Trabzon - Galatasaray maçı beklenildiği gibi berabere bitti. Bu sonuç iki takımı da zirvede koparmadı. Galatasaray avucunun içindeki 3 puanı son dakikalarda yediği gol ile kaybetmese önemli bir avantaj kazanacaktı ama Yaser'in dengesizliği herşye mahvetti. Burada Yaser'in kırmızı kartı kadar Sabri'nin taç atışını atmak için o kada süre beklemesinin de payı var. İşte bu futbol zekasının bariz göstergesi. Orada 2 adam itişip kakışırken ciddi bir faul riskine karşı topu oyuna sokmayı akıl edemediği için Sabriye bir şey de diyemiyorum çünkü O'nun kapasitesi bu.

Lincol mevzusuna değinmiyorum, çünkü bu bir tercihtir. Yöneticilik yapmayan bir ço kişi işkembedeb sallayıp duruyor. Ben de son yarım 20 dakikada oyuna girerek skoru tutmada kullanılmasını bekledim ama Bülent Korkmaz'ın yaptığı tercihi de eleştirmiyorum. Çünkü olayları ve yaşananları çok daha iyi biliyor. Zaman zaten yaptığının yansımalarını daha net sunacak bizlere.

Trabzon son haftalardaki düşüşe son verebielcke bir izlenim bırakmadı. Gaziantep maçı çok önemli şu an . Muhtemel bir puan kaybı onları yavaş yavaş şampiyonlu yarışının dışına atabilir.

Avrupa'dan Futbol

EPL'de Liverpool fena benzetti Manhester'ı. Şahsen, Benitez'i oyun mantalitesini çok beğeniyordum ki bu maçta da bir güzellik bekliyordum.
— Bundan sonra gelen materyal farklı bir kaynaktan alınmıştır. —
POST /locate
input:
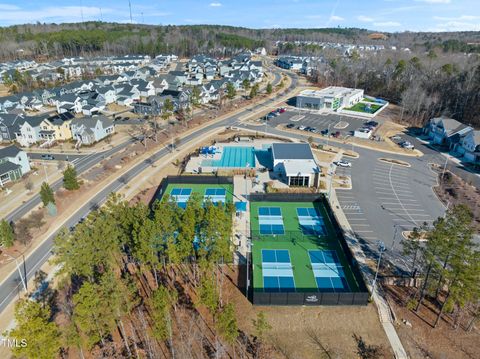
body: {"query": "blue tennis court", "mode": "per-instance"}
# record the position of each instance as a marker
(328, 271)
(181, 195)
(270, 221)
(215, 194)
(311, 222)
(277, 271)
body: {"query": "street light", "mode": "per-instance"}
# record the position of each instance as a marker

Bir de Rooney'in "Liverpool'dan nefret ediyorum" tarzındaki itici açıklaması da bu galibiyeti daha da anlamlı kıldı.

Arshavin'de siftahı yaptı bu hafta, ilk golünü attı. Bundan sonraki haftalarda çok daha faydalı olacaktır Gunners'a.

Bundesliga'da da Süper Lig benzeri bir tablo var. 5 takım şampiyonluk mücadelesi veriyor ve aradaki puan farkları çok az. Hertha, Voronin'in de yükselen performansı ile 3'er 3'er ilerlemeye devam ediyor.

Ligue 1'de Lyon son 2 haftada 6 puan kaybedince PSG lider olma şansını yakaladı. Fakat Marsilla deplasmanda PSG'yi 3-1 yenince 2. lik koltuğuna oturdular ve Lyon'ın 1 yalnızca 1 puan gerisindeler. PSG aynı puanla 3. , Bordeaux ise 50 puan ile 4. sırada. 5. sıradaki Toulouse ve Lille'de 49 puan ile zirvenin 4 puan uzağındalar. Süper Lig benzeri bir tablo da Fransa'da mevcut anlaşılan.